Allegheny County PA Greens - Municipal Efforts Against Fracking Are Grassroots Democracy

Municipal Efforts Against Fracking Are Grassroots Democracy

This editorial appeared in Green Point #2, online newsletter of the Green Party of Allegheny County,   

By Garret Wassermann


On October 30, Pittsburgh Mayor Bill Peduto surprised many of us by finally opposing the petrochemical build-out in western Pennsylvania publicly -- although he was careful to oppose only “additional” development and not the Shell “cracker plant” currently being built in Beaver County. Allegheny County Executive Rich Fitzgerald’s response was a very heated rant in favor of fracking and the petrochemical industry. Fitzgerald talked about natural-gas-powered cars, implied plastics are inevitable so should be made here, and demonized a general anti-fossil-fuel stance as “far left” and unreasonable.

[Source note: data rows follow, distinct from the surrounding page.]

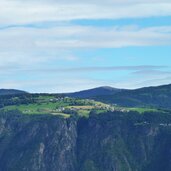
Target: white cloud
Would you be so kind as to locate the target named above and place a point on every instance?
(22, 12)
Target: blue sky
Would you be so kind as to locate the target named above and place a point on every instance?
(64, 46)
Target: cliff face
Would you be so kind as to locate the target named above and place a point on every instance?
(108, 142)
(33, 143)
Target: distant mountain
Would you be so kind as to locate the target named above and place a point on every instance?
(95, 92)
(159, 96)
(11, 92)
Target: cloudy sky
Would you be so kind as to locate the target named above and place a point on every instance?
(68, 45)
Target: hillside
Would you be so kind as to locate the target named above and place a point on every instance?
(114, 141)
(11, 92)
(95, 92)
(122, 130)
(159, 96)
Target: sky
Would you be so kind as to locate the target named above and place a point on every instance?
(59, 46)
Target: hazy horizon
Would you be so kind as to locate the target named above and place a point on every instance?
(67, 46)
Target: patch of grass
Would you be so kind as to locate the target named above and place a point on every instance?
(142, 110)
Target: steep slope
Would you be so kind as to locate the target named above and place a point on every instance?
(111, 141)
(151, 96)
(37, 143)
(95, 92)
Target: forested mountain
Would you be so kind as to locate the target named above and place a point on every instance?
(117, 130)
(11, 92)
(159, 96)
(95, 92)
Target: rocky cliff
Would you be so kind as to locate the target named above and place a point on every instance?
(106, 142)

The lack of leadership from elected officials against today’s fracking and pipeline projects is resulting in residents taking matters into their own hands. As reported in Green Star #1 (October 21), residents of Grant Township are currently opposing a PA Department of Environmental Protection (DEP) lawsuit that was initiated to protect oil and gas profits; the lawsuit stems from township residents establishing a “home rule charter" to protect their air and water. On November 4, residents of Elizabeth Township will next be going to court to protect their public parks and water by opposing a township decision to open up their park to private fracking.


Municipalities are beginning to stand up and demand a more direct democracy, via courts and “home rule”. Rather than top-down governance, residents are asking: why can’t we make important decisions about our own communities directly? Indeed, this idea is exactly grassroots democracy, one of the pillars of the Green Party. We Greens should not only be supportive of Grant, Elizabeth, and other townships exerting their rights to self-determination, but actively encourage municipalities throughout Allegheny County to do the same. Our 2020 Green legislative campaigns can help change the public debate by calling attention to these struggles and strongly emphasizing communities’ right to decide their own affairs to protect their own environment and health.


The Community Environmental Legal Defense Fund (CELDF) and state affiliate PA Community Rights Network are organizations promoting this approach; they even have draft state constitutional amendments that would affirm municipal rights to protect their environment free of state “preemption” laws as well as recognize statewide ballot referenda. It’s our values of democracy and decentralization at their finest; promoting these ideas also means promoting Green values.


I hope Green candidates in 2020 will consider these amendments as part of their legislative platforms; all Greens can investigate how to push their municipalities into claiming their own “home rule” rights to act when county and state leaders won’t.